Pero algo más entró junto con aquel gélido vendaval que dejó su habitación más fría que el polo norte en invierno: un par de pequeñas figuras, diminutas, más bien, que se quedaron paradas por un momento en el marco de la ventana antes de que una de ellas, que parecía una especie de grillo, desapareciera dejando solo unas cuantas espirales de un vapor violeta.
La otra, parecida a una mujer diminuta, aunque de piel rojiza, sin cabello, de cabeza alargada y ojos enteramente negros, se quedó ahí parada viéndolo ansiosa, mientras Aldo se encaminaba a su buró y tomaba un par de cosas de ahí.
La primera, una afilada aguja que acercó a uno de sus dedos para propinarse a sí mismo un doloroso pinchazo que le arrancó una gota de sangre. La pequeña criatura se agitó ansiosa y en cuanto el dedo estuvo a un palmo de distancia, se abalanzó sobre él, sorbiendo y lamiendo el rojizo líquido hasta dejar absolutamente limpio el dedo de su amo, quien tuvo que retirar violentamente la mano para poder desprenderse de la hambrienta criatura.

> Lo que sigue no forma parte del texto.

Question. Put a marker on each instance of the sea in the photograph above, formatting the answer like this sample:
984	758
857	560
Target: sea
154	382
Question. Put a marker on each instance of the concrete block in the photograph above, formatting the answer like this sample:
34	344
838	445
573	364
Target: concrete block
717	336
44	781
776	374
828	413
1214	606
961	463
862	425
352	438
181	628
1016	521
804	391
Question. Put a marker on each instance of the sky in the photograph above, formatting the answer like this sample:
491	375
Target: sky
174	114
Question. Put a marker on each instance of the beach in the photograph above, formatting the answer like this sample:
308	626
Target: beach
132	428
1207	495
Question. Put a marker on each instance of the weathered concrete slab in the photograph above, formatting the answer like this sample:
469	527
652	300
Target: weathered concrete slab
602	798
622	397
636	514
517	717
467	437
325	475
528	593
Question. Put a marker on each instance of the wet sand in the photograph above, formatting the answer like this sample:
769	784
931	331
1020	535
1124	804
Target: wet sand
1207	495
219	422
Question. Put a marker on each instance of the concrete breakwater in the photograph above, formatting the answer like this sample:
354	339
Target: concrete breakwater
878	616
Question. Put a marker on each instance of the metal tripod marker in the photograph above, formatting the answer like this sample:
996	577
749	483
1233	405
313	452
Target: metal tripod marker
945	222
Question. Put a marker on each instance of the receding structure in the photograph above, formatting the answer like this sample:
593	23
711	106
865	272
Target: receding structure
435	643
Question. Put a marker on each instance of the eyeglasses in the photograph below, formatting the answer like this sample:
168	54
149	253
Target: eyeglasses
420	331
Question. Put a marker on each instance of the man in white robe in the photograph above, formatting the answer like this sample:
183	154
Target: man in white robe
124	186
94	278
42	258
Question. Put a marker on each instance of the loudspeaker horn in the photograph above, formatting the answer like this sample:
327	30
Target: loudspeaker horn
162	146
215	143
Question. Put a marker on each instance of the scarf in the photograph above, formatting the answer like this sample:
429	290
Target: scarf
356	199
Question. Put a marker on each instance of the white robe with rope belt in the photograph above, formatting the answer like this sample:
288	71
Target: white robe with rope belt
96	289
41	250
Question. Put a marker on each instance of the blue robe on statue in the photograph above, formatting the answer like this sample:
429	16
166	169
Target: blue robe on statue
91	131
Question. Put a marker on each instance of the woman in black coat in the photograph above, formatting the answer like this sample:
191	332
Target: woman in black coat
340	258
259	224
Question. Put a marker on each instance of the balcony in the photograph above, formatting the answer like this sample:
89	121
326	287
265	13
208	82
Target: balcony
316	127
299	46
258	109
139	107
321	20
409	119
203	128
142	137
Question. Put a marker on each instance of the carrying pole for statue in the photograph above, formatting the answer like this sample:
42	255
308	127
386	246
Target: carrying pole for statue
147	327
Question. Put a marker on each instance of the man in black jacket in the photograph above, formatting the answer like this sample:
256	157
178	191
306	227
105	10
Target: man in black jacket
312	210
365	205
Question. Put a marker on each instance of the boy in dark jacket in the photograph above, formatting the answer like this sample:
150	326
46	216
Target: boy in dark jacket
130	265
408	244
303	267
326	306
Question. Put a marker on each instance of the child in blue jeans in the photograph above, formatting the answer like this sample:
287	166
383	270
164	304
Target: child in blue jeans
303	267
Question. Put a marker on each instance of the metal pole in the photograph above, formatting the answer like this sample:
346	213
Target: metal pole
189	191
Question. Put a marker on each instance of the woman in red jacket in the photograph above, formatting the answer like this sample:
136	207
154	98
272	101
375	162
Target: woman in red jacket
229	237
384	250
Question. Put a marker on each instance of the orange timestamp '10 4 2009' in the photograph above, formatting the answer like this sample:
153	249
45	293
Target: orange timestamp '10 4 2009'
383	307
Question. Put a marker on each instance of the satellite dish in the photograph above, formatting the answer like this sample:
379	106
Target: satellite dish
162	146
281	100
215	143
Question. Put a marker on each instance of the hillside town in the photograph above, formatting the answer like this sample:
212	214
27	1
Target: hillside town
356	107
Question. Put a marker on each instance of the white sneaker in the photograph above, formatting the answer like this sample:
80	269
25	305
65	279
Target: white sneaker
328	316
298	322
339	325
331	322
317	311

La segunda, una vieja botella de whiskey a la que la criaturita entró sin mayores reparos al terminar su festín, con un vibrante zumbido de satisfacción. Acto seguido, Aldo guardó la botella en lo más profundo de su closet para luego irse a dormir, con la esperanza de volver a aquella recámara y a los brazos de la hermosa Kat.
***
Era jodidamente hermosa, alta, muy alta, bastante más alta que él; de cabello negro como ala de cuervo, corto a las mejillas, de piel pálida, con aquel tatuaje de un kanji que supuestamente decía "negro" justo bajo la comisura de su ojo derecho y siempre con aquel "look" gótico que Aldo no entendía muy bien, pero que le encendía el alma hasta lo más profundo.

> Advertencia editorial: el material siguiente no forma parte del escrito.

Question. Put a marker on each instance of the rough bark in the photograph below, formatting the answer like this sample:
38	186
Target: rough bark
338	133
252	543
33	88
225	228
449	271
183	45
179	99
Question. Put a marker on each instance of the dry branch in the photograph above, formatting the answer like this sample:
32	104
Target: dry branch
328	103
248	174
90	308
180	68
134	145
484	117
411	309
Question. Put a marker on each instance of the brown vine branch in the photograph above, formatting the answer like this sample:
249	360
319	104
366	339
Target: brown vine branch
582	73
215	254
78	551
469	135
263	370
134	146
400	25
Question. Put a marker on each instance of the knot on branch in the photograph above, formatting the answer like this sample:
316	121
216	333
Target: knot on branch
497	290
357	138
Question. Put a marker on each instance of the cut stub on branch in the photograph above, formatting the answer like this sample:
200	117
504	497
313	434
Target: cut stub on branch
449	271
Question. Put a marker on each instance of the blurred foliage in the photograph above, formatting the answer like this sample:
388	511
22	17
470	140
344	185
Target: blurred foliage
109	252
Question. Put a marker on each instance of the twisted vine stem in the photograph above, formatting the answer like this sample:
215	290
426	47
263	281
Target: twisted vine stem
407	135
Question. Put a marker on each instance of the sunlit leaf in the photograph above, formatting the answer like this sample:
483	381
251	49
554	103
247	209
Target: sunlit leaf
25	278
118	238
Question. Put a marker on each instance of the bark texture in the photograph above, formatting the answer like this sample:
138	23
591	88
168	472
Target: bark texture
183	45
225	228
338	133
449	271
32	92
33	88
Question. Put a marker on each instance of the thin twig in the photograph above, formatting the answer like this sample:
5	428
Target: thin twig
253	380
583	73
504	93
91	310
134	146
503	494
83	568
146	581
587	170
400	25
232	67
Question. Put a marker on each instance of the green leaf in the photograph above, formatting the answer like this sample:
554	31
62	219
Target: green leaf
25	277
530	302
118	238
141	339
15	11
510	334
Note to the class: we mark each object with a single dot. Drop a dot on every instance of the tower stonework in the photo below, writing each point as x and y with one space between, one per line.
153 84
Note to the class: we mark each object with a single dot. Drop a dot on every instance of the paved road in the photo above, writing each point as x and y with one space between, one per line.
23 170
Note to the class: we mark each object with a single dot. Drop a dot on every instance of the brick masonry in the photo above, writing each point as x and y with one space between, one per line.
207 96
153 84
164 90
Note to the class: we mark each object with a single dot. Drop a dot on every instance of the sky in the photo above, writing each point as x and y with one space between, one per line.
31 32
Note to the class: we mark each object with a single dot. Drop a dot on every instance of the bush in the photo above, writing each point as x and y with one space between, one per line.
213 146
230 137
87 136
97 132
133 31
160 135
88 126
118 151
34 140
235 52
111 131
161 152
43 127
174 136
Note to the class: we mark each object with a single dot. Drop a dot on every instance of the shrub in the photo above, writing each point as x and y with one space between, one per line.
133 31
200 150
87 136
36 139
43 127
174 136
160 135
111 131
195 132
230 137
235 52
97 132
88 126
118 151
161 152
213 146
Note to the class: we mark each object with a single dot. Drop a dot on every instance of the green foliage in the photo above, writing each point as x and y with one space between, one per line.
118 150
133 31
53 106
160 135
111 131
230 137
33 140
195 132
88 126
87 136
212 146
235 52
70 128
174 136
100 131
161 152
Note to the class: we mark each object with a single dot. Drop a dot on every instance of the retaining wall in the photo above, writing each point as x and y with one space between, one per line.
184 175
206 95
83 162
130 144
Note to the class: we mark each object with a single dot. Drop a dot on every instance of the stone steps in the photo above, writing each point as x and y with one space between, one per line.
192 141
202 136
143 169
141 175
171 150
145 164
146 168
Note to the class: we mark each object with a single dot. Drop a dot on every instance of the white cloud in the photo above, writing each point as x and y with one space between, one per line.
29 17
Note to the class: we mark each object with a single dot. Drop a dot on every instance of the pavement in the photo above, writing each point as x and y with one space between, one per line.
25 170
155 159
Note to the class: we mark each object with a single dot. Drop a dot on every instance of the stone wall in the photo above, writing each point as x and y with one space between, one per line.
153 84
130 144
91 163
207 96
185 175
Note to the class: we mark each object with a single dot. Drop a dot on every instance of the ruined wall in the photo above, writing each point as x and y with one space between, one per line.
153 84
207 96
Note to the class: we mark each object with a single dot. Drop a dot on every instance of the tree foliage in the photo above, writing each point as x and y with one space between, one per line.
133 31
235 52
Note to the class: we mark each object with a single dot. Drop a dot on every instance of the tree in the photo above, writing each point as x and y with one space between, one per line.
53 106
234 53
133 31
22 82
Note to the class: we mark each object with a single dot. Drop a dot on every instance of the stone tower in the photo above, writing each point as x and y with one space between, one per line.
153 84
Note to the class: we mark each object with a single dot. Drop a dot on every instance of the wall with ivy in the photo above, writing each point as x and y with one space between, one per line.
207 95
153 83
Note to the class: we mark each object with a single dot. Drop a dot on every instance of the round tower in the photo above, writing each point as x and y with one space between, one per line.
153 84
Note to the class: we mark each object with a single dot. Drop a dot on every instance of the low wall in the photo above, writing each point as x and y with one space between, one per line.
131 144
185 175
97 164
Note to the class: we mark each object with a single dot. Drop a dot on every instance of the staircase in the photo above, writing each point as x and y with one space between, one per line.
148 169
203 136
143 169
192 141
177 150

Además era robusta, mucho más que robusta y Aldo pensaba que así era perfecta, sin embargo, una tarde, hacía como dos semanas la había escuchado hablar con una de sus amigas, quejándose de lo "gorda" que estaba. El chico no lo entendía, definitivamente no lo entendía, ¿cómo era que no se gustaba a sí misma cuando él no podía quitarle la vista de encima? ¿Cómo podía odiar ese cuerpo rotundo y voluptuoso? ¿Cómo podía mirarse a sí misma con tanto desprecio cuando, si ella se lo permitiera, él no podría quitarle las putas manos de encima?

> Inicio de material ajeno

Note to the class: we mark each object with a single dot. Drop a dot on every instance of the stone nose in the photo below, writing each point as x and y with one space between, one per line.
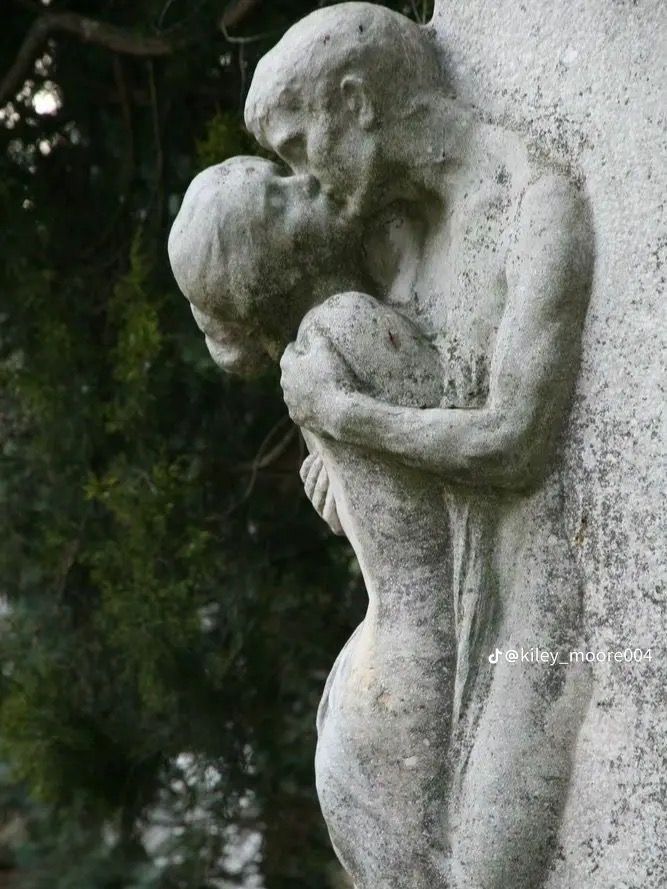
310 184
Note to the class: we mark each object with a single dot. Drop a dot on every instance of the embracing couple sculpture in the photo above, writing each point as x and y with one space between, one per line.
423 278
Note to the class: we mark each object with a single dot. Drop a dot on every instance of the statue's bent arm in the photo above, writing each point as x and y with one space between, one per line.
508 441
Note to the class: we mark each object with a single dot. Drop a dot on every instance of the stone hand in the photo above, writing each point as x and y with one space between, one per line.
316 485
314 379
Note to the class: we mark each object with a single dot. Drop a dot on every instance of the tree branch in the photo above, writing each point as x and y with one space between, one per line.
85 29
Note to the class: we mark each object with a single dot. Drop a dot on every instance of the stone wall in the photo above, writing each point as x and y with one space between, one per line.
585 80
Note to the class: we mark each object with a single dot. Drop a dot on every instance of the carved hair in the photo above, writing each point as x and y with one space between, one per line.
395 57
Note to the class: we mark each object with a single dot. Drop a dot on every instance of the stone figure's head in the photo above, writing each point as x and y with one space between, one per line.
253 249
337 93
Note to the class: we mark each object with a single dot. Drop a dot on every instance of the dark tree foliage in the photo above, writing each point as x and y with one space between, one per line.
173 604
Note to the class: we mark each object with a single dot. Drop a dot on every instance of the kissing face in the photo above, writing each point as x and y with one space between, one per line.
331 144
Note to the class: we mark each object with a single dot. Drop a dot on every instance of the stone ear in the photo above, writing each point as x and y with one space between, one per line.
355 97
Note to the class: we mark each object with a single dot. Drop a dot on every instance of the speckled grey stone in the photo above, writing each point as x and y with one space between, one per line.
466 254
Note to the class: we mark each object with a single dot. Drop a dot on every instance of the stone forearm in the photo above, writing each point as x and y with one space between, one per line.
485 446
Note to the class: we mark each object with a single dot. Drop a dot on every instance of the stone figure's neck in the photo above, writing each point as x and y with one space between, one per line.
436 142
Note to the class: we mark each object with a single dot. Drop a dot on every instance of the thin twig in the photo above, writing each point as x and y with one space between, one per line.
85 29
263 460
159 162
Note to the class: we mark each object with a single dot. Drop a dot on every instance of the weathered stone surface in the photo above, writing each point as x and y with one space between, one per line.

Era todo un misterio, al menos esa parte, de ahí en fuera, él lo sabía todo de ella, empezando por el hecho de que su primer nombre era Altagracia, pero ella siempre se presentaba con el segundo, Astrid; y desde su dirección de correo electrónico hasta la dirección de su casa, desde su página de facebook hasta su horario de clases, desde su talla de zapatos hasta su talla de brasier, en fin, TODO lo que había que saber de ella y él adoraba cada parte, cada instante, cada faceta; atesoraba cada gota de su ser que llegaba a caer en sus manos y lo peor, es que ella ni siquiera se daba cuenta.
Definitivamente ella sabía que existía, habían platicado un par de veces en la cafetería y habían formado parte de algunos equipos de trabajo para la clase del profesor Ramírez, el de historia; sin embargo, para decepción de Aldo, parecía que para ella, él únicamente existía cuando se le paraba enfrente.
Eso lo frustraba, lo frustraba y lo ponía furioso. Odiaba que ella no pensara en él. Odiaba que ella lo viera sólo como otro compañero de escuela. Odiaba que se olvidara de él en cuanto terminaba la única clase que compartían. Odiaba que ella ni siquiera pudiera verlo como "el rarito de la escuela" como la mayoría de sus compañeros lo percibían. Odiaba que su imagen apareciera y desapareciera de su mente como las luces intermitentes de un auto varado en la carretera.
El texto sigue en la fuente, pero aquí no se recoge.